Resolution of Inflammation in CIRI
A transient inflammatory reaction exists within the first week after ischemic stroke (131). Ultimately, the inflammation subsides, and inflamed brain tissue returns to homeostasis. Resolution of inflammation is an active and highly regulated biochemical process mediated by a group of lipid mediators, termed specialized pro-resolving mediators (SPMs). Four classes of SPMs have been discovered, including resolvins, lipoxins, protectins, and maresins. The complete stereochemistry of each SPM is known (132). The biological functions of SPMs include cessation of neutrophil infiltration, decreased production of pro-inflammatory mediators, increased uptake of apoptotic neutrophils and cellular debris, and promotion of macrophage transformation from the M1 to M2 phenotype, among others (49, 133).
Synthesis of SPMs
In the acute phase of the inflammatory response, free polyunsaturated fatty acids (PUFAs) were released from the membrane by the activity of phospholipase enzymes [e.g., cytosolic phospholipase A2 (cPLA2)]. SPM are derived from PUFAs, which including arachidonic acid (AA) that belongs to omega-6 fatty acid and eicosapentaenoic acid (EPA), and docosahexaenoic acid (DHA) that belong to omega-3 fatty acids. The crucial enzymes involved in this synthesis are lipoxygenases (LOX), cyclooxygenases (COX), and cytochrome P450 monooxygenases (CYP450). SPMs are generated by leukocytes, structural cells, some organs, and tissue during the resolution of inflammation (134) and their production is ultimately controlled by the vagus nerve (135, 136).

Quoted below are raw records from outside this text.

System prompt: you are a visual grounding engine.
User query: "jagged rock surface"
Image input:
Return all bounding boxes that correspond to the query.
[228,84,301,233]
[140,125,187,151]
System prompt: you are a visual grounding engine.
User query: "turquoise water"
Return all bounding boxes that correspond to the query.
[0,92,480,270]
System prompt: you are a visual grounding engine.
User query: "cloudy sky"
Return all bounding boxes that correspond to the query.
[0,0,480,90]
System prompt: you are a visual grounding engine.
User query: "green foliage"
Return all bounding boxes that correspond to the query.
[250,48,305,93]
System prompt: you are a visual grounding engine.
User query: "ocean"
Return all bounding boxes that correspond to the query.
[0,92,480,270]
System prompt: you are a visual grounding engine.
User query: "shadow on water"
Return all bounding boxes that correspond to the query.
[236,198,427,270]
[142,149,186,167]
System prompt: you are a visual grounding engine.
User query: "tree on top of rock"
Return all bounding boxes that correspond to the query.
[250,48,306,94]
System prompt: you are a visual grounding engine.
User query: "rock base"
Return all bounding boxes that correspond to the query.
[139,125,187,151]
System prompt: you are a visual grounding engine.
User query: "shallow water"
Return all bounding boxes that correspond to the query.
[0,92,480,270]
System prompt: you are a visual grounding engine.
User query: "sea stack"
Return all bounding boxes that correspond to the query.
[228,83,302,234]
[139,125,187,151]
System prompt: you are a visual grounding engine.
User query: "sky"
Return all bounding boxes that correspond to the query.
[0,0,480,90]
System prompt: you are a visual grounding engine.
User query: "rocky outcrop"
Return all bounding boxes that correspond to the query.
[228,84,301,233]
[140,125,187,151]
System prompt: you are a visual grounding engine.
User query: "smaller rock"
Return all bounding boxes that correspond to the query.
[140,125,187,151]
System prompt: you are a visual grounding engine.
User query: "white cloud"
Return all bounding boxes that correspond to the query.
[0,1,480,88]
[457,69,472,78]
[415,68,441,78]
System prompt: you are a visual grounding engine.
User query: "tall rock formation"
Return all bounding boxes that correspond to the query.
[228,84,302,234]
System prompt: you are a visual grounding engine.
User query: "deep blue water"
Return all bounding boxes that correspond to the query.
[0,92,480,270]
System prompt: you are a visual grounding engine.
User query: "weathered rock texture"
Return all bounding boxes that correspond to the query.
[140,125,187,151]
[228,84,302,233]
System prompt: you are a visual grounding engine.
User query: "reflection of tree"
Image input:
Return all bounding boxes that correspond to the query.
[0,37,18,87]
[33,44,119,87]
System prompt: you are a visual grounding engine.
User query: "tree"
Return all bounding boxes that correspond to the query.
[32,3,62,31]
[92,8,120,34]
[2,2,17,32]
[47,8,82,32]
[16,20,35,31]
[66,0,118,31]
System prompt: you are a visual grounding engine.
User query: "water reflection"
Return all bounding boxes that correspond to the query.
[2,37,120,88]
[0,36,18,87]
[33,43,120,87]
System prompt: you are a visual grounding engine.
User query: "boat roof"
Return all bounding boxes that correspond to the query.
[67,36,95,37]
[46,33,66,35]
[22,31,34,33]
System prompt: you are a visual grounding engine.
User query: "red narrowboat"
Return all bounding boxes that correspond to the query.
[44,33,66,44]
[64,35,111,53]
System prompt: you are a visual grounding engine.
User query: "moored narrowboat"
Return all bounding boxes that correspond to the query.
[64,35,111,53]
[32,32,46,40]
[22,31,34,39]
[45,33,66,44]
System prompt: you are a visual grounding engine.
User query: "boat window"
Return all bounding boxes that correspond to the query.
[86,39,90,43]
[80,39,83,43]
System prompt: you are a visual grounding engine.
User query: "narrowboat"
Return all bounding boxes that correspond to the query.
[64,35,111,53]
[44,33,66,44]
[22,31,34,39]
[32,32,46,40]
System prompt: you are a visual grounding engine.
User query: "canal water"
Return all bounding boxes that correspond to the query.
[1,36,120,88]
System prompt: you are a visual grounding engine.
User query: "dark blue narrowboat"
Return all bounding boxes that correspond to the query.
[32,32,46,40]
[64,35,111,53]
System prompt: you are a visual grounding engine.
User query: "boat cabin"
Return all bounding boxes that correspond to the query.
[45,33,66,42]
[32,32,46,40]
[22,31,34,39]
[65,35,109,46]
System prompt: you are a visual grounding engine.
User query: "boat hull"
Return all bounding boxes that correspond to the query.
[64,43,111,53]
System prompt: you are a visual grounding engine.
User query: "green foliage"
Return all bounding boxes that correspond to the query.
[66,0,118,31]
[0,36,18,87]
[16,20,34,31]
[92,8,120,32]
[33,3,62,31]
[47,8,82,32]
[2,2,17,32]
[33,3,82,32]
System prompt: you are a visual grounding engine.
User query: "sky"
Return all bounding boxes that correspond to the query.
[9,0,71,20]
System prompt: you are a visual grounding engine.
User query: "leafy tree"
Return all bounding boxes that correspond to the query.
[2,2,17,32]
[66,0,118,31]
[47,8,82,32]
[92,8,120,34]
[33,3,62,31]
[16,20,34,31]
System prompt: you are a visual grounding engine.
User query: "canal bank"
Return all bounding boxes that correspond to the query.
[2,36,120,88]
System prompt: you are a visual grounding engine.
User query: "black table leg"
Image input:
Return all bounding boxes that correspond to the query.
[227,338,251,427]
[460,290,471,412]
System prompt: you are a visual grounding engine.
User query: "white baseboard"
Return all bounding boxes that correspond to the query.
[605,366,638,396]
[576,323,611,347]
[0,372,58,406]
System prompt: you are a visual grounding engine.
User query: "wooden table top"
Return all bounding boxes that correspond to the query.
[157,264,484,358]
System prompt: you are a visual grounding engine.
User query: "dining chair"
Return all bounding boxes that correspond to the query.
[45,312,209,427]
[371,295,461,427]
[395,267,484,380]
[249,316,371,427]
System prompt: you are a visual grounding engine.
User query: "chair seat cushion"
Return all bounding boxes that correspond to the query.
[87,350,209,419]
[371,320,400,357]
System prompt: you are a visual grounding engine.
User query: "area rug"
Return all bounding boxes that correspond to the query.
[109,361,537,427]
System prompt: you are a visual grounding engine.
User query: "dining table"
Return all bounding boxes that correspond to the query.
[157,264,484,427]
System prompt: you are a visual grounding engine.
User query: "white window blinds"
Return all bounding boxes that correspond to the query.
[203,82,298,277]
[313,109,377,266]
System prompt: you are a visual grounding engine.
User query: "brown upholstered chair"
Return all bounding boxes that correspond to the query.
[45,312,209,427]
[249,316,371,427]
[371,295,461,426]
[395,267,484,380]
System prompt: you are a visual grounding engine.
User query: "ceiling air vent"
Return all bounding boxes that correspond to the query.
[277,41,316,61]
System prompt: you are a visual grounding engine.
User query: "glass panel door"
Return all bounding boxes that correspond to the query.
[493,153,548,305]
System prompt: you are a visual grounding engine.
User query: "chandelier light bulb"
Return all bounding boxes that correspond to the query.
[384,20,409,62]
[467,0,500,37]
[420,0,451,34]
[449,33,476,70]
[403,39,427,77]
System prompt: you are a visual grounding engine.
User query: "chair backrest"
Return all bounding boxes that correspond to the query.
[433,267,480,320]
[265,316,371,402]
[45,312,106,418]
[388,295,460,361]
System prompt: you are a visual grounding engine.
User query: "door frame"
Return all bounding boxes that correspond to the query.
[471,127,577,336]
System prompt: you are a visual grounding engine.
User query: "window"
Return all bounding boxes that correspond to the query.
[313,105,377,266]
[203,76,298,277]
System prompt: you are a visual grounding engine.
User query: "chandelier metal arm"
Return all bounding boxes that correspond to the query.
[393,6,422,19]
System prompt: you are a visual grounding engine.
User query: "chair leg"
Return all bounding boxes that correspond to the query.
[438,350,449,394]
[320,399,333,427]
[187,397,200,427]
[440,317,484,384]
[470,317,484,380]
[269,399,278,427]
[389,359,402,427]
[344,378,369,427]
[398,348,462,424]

Lipoxins are biosynthesized from AA. Three main lipoxin synthesis pathways have been reported. In the first pathway, Lipoxin A4 (LXA4) and lipoxin B4 (LXB4) are produced by the oxygenation of AA by 15-LOX and 5-LOX, and then by enzymatic hydrolysis in mucosal tissues (137). In the second pathway, LXA4 is produced by 5-LOX in blood vessels and LXB4 is synthesized by 12-LOX in platelets. The third pathway is aspirin-triggered pathway, aspirin changes COX-2 activity by increasing the acetylation of COX-2, leading to the production of a new lipoxin analog termed aspirin-triggered lipoxins (138). Inactivation of lipoxin catalysis by the enzyme 15-prostaglandin dehydrogenase can result in the synthesis of a series of stable lipoxin analogs (139) that retain all of the biological functions of lipoxins.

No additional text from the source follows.